À l’agent Cooper : Ils essaient de me convaincre. Des investisseurs. Du travail de consultant. Que dois-je faire ?

Sa réponse est arrivée moins d’une minute plus tard.

Continuez à jouer le jeu. Nous sommes sur le point de relier tous les points.

Par la fenêtre de la cuisine, j’ai aperçu ma famille en pleine discussion animée : Kevin gesticulait frénétiquement, papa secouait la tête, maman se tordait les mains avec le torchon.

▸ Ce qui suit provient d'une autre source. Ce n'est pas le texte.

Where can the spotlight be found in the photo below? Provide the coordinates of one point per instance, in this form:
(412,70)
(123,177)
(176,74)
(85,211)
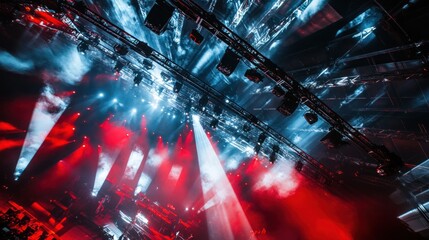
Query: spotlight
(311,117)
(246,128)
(278,91)
(138,78)
(177,86)
(148,65)
(158,17)
(253,75)
(203,102)
(257,148)
(118,67)
(276,148)
(333,139)
(217,110)
(261,138)
(298,166)
(120,49)
(228,63)
(196,36)
(82,47)
(142,47)
(272,157)
(289,104)
(214,123)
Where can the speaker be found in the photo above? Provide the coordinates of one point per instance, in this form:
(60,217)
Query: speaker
(158,17)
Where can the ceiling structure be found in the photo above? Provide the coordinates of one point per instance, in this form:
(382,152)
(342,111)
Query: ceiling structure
(366,61)
(351,56)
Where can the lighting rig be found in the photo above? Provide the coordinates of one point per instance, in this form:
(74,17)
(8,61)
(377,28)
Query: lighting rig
(142,49)
(280,77)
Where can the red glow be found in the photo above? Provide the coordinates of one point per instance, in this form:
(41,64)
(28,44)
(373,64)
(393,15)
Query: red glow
(10,143)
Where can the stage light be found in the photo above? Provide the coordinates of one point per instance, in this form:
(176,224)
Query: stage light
(289,104)
(272,158)
(276,148)
(214,123)
(82,47)
(217,110)
(228,62)
(196,36)
(148,64)
(261,138)
(218,195)
(278,91)
(46,113)
(246,128)
(257,148)
(333,139)
(196,117)
(120,49)
(118,67)
(298,166)
(311,117)
(253,75)
(138,78)
(203,102)
(158,17)
(177,86)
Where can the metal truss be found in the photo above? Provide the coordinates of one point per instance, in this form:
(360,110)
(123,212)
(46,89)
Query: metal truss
(280,77)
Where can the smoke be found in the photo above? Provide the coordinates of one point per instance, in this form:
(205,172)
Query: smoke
(15,64)
(280,179)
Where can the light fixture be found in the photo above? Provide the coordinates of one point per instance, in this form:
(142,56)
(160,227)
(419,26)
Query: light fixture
(196,36)
(257,148)
(118,67)
(138,78)
(273,155)
(203,102)
(311,117)
(217,110)
(158,17)
(333,139)
(253,75)
(82,47)
(177,86)
(120,49)
(298,166)
(246,128)
(214,123)
(278,91)
(261,138)
(289,104)
(228,62)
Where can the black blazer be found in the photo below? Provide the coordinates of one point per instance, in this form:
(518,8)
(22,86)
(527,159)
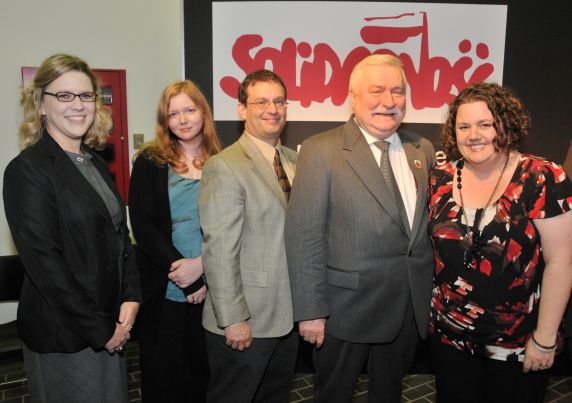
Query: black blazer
(150,217)
(78,268)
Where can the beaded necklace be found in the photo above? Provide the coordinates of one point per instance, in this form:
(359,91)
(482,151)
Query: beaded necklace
(473,240)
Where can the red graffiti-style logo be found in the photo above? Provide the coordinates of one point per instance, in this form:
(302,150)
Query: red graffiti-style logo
(323,75)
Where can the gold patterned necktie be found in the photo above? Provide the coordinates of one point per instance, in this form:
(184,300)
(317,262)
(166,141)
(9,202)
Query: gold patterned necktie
(281,174)
(389,179)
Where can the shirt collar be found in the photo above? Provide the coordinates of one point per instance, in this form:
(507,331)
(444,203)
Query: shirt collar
(266,149)
(394,139)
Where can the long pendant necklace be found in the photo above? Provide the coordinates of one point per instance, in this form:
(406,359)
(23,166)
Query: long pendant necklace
(472,238)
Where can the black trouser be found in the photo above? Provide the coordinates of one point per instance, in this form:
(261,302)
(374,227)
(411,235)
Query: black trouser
(260,373)
(462,377)
(174,366)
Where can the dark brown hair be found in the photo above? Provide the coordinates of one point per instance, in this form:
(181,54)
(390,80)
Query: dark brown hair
(510,119)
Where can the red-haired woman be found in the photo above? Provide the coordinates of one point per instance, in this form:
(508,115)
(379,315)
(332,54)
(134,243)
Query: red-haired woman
(163,207)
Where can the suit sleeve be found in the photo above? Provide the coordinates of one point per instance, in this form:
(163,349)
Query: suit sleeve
(145,214)
(221,208)
(33,216)
(306,235)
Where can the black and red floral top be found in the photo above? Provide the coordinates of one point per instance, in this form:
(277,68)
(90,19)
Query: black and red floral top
(490,308)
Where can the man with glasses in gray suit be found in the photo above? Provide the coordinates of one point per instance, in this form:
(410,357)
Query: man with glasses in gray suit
(251,344)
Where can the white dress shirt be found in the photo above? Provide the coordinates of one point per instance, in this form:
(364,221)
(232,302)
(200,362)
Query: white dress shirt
(269,151)
(400,167)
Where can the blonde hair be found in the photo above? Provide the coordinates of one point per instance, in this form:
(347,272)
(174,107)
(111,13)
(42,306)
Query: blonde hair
(166,147)
(33,124)
(376,60)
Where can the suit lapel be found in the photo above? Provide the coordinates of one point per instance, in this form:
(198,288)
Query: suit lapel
(417,164)
(71,176)
(360,158)
(261,168)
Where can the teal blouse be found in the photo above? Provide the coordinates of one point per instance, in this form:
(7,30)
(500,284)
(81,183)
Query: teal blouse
(186,235)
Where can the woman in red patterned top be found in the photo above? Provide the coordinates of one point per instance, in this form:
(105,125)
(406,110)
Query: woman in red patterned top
(501,226)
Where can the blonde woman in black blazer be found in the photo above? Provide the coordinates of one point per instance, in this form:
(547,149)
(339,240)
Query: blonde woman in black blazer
(81,288)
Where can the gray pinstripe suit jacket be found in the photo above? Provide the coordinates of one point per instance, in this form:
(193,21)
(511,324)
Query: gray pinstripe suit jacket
(350,258)
(242,210)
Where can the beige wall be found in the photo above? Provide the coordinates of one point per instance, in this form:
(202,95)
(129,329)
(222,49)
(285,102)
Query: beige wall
(144,37)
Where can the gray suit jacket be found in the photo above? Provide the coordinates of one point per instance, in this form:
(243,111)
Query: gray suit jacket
(350,257)
(242,210)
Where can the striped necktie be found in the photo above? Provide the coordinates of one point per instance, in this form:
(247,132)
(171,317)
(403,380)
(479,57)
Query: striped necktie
(389,178)
(281,174)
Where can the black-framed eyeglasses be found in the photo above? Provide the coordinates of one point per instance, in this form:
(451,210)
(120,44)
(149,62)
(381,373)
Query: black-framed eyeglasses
(280,103)
(64,96)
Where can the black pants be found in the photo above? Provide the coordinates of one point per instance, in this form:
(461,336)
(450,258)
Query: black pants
(462,377)
(174,365)
(260,373)
(339,364)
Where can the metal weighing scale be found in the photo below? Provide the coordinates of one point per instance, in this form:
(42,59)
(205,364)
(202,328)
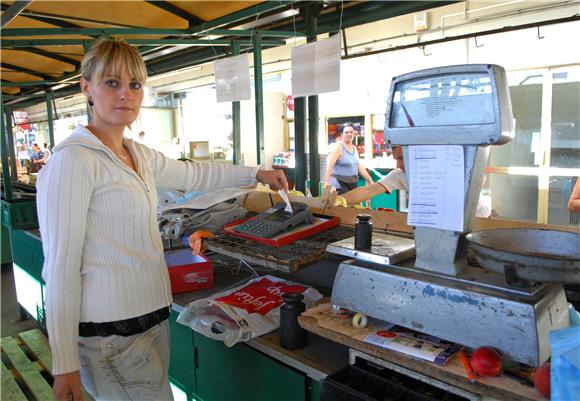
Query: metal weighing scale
(437,292)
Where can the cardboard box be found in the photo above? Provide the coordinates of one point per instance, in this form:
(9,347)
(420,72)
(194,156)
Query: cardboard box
(188,272)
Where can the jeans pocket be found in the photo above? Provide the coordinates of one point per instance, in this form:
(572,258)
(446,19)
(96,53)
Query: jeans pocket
(134,361)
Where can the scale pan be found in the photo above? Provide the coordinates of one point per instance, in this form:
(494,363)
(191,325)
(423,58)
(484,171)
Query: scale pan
(545,256)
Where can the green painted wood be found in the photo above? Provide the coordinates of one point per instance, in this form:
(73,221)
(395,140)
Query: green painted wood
(10,390)
(4,152)
(241,373)
(27,370)
(182,364)
(27,253)
(236,117)
(6,250)
(259,99)
(38,344)
(49,104)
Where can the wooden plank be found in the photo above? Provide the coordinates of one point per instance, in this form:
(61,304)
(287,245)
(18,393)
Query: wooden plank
(10,390)
(321,320)
(28,370)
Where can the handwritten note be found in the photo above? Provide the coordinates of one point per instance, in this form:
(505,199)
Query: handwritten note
(437,186)
(232,77)
(316,67)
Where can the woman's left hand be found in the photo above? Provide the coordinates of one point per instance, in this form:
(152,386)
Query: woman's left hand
(275,178)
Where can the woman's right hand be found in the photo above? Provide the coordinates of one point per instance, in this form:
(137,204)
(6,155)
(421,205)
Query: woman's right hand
(68,383)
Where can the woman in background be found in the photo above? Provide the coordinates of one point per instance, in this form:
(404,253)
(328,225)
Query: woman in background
(343,164)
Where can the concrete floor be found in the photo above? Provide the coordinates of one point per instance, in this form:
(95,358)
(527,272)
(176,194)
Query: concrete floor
(11,322)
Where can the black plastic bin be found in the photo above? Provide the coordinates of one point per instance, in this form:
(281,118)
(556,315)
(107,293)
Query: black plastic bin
(365,382)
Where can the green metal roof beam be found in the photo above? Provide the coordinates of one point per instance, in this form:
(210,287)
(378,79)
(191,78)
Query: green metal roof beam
(18,32)
(373,11)
(181,13)
(148,42)
(12,12)
(54,56)
(7,84)
(243,14)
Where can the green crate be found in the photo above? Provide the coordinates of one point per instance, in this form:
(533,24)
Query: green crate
(19,214)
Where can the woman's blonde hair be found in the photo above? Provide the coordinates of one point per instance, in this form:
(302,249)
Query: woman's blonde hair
(112,57)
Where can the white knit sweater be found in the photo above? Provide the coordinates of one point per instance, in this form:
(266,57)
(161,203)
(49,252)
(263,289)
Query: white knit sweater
(103,253)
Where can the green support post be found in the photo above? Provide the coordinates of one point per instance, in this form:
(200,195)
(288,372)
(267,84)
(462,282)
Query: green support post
(300,143)
(236,116)
(4,151)
(10,144)
(49,116)
(259,98)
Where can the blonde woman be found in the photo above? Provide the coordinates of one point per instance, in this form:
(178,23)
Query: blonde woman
(107,287)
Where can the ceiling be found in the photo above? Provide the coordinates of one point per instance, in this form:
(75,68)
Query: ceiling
(43,42)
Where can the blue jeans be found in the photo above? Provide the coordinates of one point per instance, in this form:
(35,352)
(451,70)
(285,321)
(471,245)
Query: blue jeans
(134,368)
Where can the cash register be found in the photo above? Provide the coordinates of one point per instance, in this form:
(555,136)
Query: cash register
(275,220)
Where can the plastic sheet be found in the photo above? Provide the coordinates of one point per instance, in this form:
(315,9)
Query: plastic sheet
(244,312)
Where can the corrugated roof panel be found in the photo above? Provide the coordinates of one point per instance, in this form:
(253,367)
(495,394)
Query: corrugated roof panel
(135,13)
(30,61)
(208,10)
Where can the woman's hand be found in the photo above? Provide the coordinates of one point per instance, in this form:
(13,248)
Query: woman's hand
(275,178)
(68,383)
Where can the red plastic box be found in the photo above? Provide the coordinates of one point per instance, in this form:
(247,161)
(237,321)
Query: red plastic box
(187,272)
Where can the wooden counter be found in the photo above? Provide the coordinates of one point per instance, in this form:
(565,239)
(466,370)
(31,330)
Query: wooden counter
(321,320)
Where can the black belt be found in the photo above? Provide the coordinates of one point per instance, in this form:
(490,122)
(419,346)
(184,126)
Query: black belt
(125,328)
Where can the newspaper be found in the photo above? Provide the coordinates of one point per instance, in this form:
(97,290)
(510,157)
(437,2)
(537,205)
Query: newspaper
(206,199)
(410,342)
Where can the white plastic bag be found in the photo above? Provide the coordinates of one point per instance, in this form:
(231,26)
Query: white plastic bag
(244,312)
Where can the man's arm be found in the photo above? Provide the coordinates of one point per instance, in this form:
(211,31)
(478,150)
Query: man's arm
(362,194)
(364,174)
(574,201)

Mon téléphone a vibré à nouveau.

Mme Martinez : Il y a eu davantage de transferts aujourd’hui. Des plus importants. Quel que soit leur plan, la situation s’aggrave.

Un instant, j’ai souhaité pouvoir remonter le temps et retrouver une vie plus simple. Emma au lycée, qui pensait qu’obtenir un B+ à un contrôle de chimie était une catastrophe. Emma en seconde, qui pensait que partager une chambre en résidence universitaire avec une inconnue serait le plus grand bouleversement de sa vie.

Je n’ai pas récupéré Emma.

“Hé.”

J’ai sursauté. Kevin était apparu à côté de moi, les mains dans les poches, son souffle chaud dans l’air frais.

« Désolé », dit-il d’un ton léger. « Je ne voulais pas vous faire peur. »

« Que veux-tu, Kevin ? » ai-je demandé, trop fatigué pour les banalités.